そうした条例の一つとして、子供を褒める条例を制定している自治体があります。
例えば、鹿児島県志布志市は「志布志市子ほめ条例」を2006年に施行しました。目的は、子供たちの個性や能力を発見し、それを表彰することによって、地域ぐるみで子供たちを健全に育てようというものです。
表彰する項目には、「ボランティア賞」「親切賞」「親孝行賞」「友情賞」「あいさつ賞」「創造賞」「勤労賞」「読書賞」「学芸賞」「スポーツ賞」などがあります。
芸術やスポーツだけでなく、日常生活の中で子供たちの良さを見つけようという狙いが表れています。
そして、学校と家庭、地域、さらには関係団体が協力して取り組むことをうたっているのも、大きな特徴です。最近、社会全体で親を支えて子育てに関わる「共同養育」という言葉が使われますが、それにつながる取り組みだといえます。

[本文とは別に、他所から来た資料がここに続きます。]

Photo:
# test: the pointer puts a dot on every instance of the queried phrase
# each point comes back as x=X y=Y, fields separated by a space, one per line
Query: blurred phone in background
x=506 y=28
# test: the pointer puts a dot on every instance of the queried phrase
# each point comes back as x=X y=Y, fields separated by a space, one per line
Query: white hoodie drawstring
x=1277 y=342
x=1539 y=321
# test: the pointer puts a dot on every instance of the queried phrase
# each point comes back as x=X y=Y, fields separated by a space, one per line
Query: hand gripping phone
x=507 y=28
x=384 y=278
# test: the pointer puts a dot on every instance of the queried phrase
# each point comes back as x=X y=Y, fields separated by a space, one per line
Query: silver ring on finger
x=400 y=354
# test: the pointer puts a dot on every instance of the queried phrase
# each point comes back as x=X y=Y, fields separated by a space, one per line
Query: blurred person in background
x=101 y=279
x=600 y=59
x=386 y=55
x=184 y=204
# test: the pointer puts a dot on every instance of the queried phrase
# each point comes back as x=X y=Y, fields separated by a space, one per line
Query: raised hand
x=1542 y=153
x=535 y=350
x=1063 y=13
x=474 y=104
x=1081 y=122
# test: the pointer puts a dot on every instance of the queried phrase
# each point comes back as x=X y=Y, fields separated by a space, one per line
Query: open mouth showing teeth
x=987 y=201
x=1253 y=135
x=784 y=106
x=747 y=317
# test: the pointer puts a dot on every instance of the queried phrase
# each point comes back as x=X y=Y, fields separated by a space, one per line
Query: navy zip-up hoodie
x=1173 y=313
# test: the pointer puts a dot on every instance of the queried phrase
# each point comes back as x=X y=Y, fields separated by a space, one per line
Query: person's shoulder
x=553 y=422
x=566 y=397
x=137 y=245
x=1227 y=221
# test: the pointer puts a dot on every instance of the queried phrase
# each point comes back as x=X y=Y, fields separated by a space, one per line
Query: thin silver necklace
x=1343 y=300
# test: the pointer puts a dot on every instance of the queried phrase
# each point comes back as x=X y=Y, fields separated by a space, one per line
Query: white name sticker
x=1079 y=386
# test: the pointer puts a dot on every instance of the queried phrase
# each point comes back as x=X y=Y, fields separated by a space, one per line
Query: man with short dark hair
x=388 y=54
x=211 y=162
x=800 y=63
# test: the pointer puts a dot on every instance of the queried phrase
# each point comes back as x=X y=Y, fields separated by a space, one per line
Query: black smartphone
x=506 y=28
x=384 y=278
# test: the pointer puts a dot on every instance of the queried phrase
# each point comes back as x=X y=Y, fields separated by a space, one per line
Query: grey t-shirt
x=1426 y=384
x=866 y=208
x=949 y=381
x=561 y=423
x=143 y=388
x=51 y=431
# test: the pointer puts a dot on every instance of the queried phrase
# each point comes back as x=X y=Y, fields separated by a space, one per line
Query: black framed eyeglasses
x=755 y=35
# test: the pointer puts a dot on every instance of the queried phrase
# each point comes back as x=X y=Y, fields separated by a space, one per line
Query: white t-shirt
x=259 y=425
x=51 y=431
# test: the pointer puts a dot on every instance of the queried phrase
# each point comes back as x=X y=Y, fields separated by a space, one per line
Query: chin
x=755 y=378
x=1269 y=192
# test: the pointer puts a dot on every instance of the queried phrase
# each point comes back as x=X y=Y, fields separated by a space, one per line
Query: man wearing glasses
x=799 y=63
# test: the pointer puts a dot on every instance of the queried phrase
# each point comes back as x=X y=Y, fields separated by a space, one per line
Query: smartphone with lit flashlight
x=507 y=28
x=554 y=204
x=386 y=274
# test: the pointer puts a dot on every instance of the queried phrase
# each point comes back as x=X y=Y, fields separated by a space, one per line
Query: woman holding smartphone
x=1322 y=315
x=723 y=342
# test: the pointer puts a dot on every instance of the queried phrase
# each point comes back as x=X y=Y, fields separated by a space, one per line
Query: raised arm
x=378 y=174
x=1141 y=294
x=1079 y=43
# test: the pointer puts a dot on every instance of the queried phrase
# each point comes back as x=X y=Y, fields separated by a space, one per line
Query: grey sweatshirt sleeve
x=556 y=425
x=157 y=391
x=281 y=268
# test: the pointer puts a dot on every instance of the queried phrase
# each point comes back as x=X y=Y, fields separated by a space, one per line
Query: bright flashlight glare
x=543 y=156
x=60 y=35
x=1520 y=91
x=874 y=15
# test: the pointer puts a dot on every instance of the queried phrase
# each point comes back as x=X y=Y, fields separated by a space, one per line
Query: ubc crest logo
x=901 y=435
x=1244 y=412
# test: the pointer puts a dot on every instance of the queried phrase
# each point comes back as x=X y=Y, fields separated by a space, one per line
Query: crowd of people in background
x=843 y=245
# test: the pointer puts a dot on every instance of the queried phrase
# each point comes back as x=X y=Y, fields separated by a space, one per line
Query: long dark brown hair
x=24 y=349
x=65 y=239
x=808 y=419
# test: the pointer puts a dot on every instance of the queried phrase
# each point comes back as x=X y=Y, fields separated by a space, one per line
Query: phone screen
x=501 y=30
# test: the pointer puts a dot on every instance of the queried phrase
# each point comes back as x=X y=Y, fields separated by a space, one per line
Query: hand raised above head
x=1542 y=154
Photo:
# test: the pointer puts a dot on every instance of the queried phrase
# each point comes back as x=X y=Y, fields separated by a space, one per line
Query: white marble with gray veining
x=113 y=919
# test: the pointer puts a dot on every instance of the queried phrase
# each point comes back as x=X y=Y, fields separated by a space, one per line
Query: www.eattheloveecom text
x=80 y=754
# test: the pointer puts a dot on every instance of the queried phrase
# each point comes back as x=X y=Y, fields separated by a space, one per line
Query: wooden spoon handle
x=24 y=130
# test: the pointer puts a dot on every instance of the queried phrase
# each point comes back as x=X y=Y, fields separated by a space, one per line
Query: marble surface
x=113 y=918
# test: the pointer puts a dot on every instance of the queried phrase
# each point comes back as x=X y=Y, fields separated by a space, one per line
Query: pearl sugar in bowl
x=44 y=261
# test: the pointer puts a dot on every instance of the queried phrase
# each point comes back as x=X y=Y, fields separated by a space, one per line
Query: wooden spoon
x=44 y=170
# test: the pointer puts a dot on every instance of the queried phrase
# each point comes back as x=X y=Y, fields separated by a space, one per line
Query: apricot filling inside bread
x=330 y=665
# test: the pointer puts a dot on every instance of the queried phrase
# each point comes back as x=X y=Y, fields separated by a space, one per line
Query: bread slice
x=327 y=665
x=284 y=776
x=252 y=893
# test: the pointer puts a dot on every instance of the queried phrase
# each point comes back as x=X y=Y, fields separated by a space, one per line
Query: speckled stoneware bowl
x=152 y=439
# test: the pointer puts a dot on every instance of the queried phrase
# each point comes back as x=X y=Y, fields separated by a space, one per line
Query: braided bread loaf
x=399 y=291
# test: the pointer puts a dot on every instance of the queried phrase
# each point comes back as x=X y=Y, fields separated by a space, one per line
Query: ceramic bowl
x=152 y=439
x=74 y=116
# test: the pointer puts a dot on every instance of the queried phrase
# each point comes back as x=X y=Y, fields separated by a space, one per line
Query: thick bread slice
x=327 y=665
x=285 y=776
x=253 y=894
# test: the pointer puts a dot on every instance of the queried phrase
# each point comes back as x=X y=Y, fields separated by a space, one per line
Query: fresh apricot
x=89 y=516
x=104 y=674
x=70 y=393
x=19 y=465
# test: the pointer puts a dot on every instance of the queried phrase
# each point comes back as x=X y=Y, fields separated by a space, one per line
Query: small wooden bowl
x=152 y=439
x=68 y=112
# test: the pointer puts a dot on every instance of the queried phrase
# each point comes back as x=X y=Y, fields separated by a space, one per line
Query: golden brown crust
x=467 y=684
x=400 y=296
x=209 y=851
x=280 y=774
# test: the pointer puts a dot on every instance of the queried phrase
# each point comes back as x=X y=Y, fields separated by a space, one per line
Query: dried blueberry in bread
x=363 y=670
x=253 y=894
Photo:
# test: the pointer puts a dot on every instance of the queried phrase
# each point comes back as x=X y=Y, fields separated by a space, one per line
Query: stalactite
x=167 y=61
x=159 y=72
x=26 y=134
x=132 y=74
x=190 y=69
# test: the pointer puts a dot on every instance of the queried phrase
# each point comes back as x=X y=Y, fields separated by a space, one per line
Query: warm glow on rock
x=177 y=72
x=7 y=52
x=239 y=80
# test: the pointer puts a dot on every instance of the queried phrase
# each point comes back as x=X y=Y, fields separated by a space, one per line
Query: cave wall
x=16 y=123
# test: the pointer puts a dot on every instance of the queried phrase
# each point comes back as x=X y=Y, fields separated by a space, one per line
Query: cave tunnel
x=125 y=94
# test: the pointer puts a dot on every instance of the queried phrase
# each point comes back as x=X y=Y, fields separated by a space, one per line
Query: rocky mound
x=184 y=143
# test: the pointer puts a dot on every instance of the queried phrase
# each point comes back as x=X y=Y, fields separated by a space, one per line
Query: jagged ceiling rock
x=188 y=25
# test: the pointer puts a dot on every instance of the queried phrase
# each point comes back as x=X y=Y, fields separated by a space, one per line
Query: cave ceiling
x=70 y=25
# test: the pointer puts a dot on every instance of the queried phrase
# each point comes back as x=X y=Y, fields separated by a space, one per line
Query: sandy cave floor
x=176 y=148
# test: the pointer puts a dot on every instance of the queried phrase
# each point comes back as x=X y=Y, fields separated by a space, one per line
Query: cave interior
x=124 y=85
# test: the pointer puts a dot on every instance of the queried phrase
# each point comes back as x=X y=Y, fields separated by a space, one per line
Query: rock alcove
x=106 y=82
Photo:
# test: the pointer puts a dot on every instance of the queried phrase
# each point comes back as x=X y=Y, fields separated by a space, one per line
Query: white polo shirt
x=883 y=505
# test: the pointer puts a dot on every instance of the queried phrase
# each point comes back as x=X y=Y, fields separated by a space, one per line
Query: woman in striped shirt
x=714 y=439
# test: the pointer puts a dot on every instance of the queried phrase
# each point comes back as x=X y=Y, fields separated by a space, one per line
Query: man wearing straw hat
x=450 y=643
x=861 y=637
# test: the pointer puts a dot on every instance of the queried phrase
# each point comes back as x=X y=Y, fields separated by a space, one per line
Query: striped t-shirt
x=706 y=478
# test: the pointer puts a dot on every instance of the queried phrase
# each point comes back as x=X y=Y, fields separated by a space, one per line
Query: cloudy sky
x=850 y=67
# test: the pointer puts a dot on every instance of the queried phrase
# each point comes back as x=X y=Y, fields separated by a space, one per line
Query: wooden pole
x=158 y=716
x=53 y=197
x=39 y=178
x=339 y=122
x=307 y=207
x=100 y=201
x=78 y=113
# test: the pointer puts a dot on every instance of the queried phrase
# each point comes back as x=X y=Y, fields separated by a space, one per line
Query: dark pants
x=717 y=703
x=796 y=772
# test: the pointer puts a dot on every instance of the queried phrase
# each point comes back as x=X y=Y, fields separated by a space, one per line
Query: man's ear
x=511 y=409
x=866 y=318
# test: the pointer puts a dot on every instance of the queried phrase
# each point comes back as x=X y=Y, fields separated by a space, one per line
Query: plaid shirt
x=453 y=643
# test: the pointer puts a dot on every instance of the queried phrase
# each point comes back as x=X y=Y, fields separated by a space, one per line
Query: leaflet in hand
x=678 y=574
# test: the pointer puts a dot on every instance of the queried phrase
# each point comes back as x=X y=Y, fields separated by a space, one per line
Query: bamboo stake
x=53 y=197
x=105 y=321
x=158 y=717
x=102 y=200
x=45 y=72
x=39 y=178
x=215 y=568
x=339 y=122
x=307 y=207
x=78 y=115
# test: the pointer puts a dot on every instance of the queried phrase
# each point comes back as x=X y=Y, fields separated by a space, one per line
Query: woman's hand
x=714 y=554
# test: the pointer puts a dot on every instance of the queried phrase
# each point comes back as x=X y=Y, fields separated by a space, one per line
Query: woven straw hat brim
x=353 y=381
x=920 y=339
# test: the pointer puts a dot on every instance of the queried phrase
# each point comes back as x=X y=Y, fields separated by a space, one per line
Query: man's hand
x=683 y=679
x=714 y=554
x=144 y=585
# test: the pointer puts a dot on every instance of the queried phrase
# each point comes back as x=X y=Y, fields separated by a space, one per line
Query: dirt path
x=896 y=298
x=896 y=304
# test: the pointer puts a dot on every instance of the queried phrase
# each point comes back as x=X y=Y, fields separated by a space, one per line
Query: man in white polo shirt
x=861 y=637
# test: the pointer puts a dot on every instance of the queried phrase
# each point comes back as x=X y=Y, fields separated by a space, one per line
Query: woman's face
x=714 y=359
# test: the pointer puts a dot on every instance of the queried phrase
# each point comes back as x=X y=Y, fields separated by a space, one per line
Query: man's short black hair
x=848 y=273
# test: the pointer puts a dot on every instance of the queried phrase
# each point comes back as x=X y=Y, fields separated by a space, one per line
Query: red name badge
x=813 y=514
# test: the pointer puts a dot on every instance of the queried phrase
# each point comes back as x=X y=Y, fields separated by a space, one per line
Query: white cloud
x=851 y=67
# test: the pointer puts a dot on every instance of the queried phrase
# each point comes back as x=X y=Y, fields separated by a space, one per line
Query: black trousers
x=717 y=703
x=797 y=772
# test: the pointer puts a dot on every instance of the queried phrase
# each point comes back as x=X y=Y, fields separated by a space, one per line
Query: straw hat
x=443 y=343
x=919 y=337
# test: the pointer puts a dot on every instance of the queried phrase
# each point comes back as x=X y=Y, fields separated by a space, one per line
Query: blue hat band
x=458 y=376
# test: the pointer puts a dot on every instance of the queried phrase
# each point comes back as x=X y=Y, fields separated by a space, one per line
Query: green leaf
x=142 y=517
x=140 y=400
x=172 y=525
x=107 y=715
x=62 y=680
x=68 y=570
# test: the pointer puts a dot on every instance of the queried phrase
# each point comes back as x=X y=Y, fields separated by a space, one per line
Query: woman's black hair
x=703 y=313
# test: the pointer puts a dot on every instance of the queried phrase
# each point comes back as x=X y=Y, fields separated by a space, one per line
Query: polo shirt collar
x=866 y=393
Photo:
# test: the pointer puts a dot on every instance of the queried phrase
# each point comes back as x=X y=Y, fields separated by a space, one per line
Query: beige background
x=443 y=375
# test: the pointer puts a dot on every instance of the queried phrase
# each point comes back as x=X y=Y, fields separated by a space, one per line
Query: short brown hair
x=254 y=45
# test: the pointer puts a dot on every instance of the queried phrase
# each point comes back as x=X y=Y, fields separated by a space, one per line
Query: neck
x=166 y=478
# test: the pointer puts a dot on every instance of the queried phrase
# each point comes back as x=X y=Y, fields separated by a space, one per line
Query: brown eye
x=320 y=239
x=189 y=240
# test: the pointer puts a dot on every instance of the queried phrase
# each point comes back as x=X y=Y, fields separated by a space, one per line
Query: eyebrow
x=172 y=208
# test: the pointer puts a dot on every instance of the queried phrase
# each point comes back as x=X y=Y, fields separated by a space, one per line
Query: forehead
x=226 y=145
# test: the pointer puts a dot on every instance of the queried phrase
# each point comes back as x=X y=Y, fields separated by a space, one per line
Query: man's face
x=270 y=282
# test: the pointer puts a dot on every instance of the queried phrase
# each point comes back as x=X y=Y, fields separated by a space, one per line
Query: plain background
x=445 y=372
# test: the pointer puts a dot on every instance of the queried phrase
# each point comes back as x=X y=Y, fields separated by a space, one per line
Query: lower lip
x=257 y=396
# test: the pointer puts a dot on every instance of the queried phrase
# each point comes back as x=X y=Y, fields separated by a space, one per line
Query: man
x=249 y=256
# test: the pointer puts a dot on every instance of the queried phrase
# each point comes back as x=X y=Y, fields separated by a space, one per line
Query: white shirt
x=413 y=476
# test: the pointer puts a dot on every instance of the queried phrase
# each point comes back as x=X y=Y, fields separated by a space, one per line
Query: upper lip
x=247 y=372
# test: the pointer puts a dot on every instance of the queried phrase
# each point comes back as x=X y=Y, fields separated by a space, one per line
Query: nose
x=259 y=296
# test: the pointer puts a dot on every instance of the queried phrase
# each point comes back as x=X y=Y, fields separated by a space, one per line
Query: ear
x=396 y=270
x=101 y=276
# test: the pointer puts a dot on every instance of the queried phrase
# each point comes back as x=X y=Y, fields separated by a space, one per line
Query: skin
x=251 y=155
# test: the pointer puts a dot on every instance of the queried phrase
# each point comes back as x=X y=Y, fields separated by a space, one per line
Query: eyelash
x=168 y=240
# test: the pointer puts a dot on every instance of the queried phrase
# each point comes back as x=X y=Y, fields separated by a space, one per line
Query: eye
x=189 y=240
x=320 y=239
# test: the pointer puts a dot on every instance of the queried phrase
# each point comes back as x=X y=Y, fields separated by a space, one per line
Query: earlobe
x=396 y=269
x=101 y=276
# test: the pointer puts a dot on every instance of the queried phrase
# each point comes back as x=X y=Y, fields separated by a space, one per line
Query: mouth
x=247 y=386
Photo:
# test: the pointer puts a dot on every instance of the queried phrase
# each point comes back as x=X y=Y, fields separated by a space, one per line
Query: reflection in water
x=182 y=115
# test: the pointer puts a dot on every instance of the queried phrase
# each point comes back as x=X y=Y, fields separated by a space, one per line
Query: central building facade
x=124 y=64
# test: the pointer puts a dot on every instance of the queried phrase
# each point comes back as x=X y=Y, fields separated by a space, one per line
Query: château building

また、岡山県井原市の「子誉め条例」(2004年)も同様の趣旨で制定されています。
「褒めて育てる」ことは、子育ての大切な知恵です。孤立した子育てが問題となる中、「褒めて育てる」ことを地域全体で実践し、子供たちの成長を支えようというわけです。
ちなみに、「子誉め条例」という名前ではありませんが、兵庫県多可町には「多可町一日ひと褒め条例」(2019年)があります。
こちらは「一日に一度は人を褒めるまたは感謝の気持ちを伝えることにより、互いの心を尊重し、明るく前向きな活力ある社会を築くこと」を目的にし、お互いが他の人の良い言動や成果に目を向けて、感謝を伝えたり、積極的に称賛したりしようと呼び掛けています。
こうした条例に対して、“強制”などと言う人もいるでしょう。しかし、SNSなど匿名で他人を誹謗中傷するような風潮がある現在、他の人を尊重する気持ちを育て、より良い社会にしていくという意味で、地方からの貴重な取り組みではないでしょうか。
いずれにしても、「家庭教育支援条例」などの条例は、自治体が家庭と次世代育成を重視する姿勢を表すものです。